松平浩先生 腰痛の現状からお話ししましょう。国民生活基礎調査によれば、日本人の自覚症状には男女ともに「腰痛」が多いという状況が続いています。腰痛は欠勤の理由になるなど、労働生産性の面でもネガティブに働くことが多いです。腰痛の人が減らないのは、腰痛の原因が多岐にわたって、保険治療だけで治せないため。本来、患者さんの姿勢のクセや暮らし方、物事に対する受け止め方などを幅広く見極めて、その方に最適な方法を探って医療を提供する必要があるのです。

そこで、私は腰痛を起こしやすい体の使い方を探り、従来の運動療法に加えて、認知行動療法※などの心理的なアプローチも重視しています。同時に、患者さん自身が誰かに治してもらうという発想から抜け出し、“セルフマネジメント(自己管理)”できるようになるのも特徴です。このノウハウを身につけた結果、腰痛のスピーディーな解決だけでなく、患者さんのやりたいことが実現できる“明るい未来”まで提供できるようになっています。

※認知に働きかけて気持ちを楽にする精神療法の一種。

腰痛をやわらげるためにできることを教えてください

松平浩先生 慢性腰痛の意外な原因として、脳の働きが関与している可能性が明らかになっています。患部は治っていても、痛みや動かすことに対する恐怖が強くなって、脳のシステムに不具合が生じている状態。そんなときに実践してほしいのが、「3秒これだけ体操」です。

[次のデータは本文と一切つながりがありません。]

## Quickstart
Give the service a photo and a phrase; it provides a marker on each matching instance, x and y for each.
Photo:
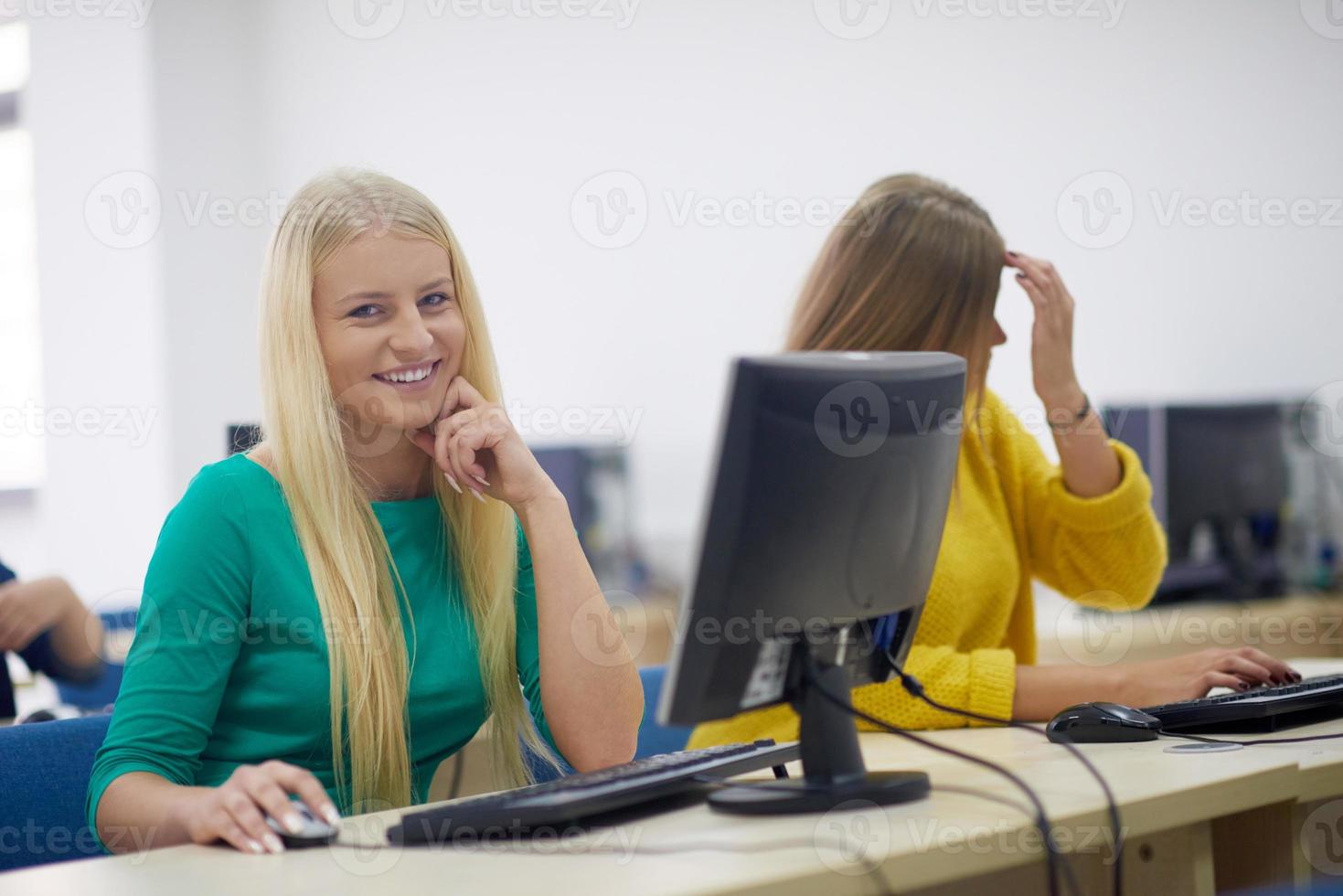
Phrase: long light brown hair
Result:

足を肩幅よりもやや広めに開き、お尻に両手を当ててひざを伸ばしたまま、息を吐きながら3秒腰を反らすだけの簡単な体操です。腰痛の人にとっては症状が悪化しそうな怖い動きですが、それを少しずつ実践して克服することで、動かせないと思い込んでいた“腰を動かせる”という自信につながります。これが、腰痛改善の大きな一歩です。

サハラ砂漠でも「3秒これだけ体操」を実践

松平浩先生がサハラ砂漠で行う「3秒これだけ体操」

音楽に合わせて腰痛を改善する動きを取り入れたダンスを考案するのが好きな松平浩先生。日頃からダンスや「3秒これだけ体操」を行っていて、旅先でも欠かさないそう。